Mitigate Risk and Avoid Exposure 

Many employers have adopted hiring programs regardless of residency but even the most flexible state and local jurisdictions require WFH employees to be residents to qualify for company commitments or to be eligible to receive benefits. Employee withholdings are typically the driver to qualify for incentives and compliance. But, requiring employees to be physically on site, regardless of withholdings, remains inconsistent across the country. Because not all jobs (employees), specifically WFH employees are qualified the same across jurisdictions, businesses must be certain to clearly understand each jurisdiction’s policies and rules, prior to committing to metrics or reviewing agreements. 

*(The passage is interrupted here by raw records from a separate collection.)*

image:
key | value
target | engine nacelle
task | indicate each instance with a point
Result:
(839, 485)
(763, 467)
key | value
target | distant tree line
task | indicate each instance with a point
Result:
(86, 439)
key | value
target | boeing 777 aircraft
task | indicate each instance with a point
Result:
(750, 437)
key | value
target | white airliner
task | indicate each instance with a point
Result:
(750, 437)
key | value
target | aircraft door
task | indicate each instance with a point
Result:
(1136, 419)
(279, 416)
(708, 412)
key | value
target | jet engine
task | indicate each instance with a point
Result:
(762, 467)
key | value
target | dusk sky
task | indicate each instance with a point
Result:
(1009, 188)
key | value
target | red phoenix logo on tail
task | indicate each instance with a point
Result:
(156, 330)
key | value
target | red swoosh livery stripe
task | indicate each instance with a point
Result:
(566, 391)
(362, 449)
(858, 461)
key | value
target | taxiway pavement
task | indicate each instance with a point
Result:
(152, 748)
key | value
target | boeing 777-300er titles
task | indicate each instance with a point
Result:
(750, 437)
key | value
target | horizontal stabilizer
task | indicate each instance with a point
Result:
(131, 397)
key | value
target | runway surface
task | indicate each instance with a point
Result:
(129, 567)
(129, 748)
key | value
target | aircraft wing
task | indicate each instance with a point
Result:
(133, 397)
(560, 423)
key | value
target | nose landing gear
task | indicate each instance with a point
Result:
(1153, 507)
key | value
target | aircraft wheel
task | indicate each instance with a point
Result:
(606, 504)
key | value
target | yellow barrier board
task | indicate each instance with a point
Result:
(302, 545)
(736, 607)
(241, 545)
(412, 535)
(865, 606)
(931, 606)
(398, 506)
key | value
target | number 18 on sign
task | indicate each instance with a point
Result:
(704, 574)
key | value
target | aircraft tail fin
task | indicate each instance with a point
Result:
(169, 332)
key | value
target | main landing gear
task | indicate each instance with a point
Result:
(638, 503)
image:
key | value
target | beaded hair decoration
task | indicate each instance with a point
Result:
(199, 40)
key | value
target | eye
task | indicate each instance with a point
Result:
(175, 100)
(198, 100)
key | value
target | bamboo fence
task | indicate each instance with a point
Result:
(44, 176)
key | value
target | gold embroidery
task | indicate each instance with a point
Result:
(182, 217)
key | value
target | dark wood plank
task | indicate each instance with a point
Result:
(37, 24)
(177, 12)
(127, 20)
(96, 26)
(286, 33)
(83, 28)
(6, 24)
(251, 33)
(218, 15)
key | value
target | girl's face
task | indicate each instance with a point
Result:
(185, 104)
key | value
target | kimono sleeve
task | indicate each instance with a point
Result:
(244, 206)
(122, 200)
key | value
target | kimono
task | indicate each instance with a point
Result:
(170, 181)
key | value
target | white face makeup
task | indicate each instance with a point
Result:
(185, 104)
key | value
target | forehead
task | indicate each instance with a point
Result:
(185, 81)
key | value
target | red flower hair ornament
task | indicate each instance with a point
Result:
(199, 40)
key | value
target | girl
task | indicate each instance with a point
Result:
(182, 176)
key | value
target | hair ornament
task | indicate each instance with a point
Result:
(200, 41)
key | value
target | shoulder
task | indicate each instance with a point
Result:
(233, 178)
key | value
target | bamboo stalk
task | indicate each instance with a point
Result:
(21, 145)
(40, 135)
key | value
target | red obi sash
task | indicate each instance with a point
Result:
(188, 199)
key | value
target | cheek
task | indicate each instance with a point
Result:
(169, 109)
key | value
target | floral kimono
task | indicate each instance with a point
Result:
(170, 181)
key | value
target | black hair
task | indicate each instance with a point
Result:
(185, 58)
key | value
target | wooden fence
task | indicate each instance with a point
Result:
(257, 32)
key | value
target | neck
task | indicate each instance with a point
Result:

The state of Ohio via the Ohio Rev. Code Ann. § 122.17 (A)(8) defines a qualifying WFH employee as “an employee who is a resident of this state and whose services are supervised from the employer’s project location and performed primarily from a residence of the employee located in this state.” This particular qualifying definition speaks to residency, site supervision/reporting, and where time is most allocated. Understanding each component when interpreting legislation is important to reduce company exposure. 

Because the increase of remote work aligned with the pandemic, many companies with existing incentives have leaned on language captured in most agreements speaking to performance being impacted by market conditions. This language can be subject to interpretation and is typically not tied to a specific duration, but in our experience, this has helped these discussions but only serves as a temporary resolution. 

As you can imagine the inconsistency in language and frequency of change around WFH can require much due diligence. The reality is that this will be a moving target that both company and community will eventually figure out. As a resource, our team has much experience across multiple state borders managing this challenge as it continues to evolve.